American Family Association Gets Sears, JCPenney to Yank Ads from 'Saturday Night Live' Over 'Djesus Uncrossed' Skit

American Family Association Gets Sears, JCPenney to Yank Ads from 'Saturday Night Live' Over 'Djesus Uncrossed' Skit

The American Family Association successfully petitioned Sears and JCPenney to pull their advertising from Saturday Night Live after the show mocked Jesus in a sketch called DJesus Uncrossed.

The comedy show’s Feb. 16 episode spoofed the Quentin Tarantino film Django Unchained by showing a post-resurrection Jesus brandishing a sword and slaughtering Roman soldiers. The voice-over intoned, “He’s risen from the dead.
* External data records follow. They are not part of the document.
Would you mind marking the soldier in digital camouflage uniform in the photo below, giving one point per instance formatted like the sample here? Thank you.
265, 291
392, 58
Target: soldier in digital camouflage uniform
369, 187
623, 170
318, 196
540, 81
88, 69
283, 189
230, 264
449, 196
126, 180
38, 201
And he’s preaching anything but forgiveness.”

AFA contacted Sears and JCPenney after the sketch aired, telling the chain stores the depiction of Jesus “as a revenge-seeking murderer is an affront to all people of faith, especially Christians.” The group asked the companies to remove their advertising from both the show and its website.

“NBC would never do this to any other religious group, but it’s popular in Hollywood circles to go after ‘crazy’ Christians,” said AFA President Tim Wildman.

Sears withdrew its advertising almost immediately, going so far as to send a thank-you note to the AFA. JCPenney hesitated, but joined with Sears when Christians started petitioning them to do just that.

Sears issued a statement that they had “taken steps to ensure that our commercials do not air online exactly as they did in this situation.” JCPenney will not advertise on the next SNL show, and the chain also removed any advertising that was set to run online with the Djesus episode.

Wildman is encouraging those who support AFA’s move to thank Sears and JCPenney by calling their headquarters or writing them on Facebook. He said:

As long as corporations support this kind of offensive material, their sales are going to suffer as shoppers abandon retailers that support blasphemy. I hope folks can reinstate their patronage to these stores and that Sears and JCPenney can stick with the good decisions they have now made. When you embrace television programming with no morals, you can’t possibly embrace the public you are trying to sell to.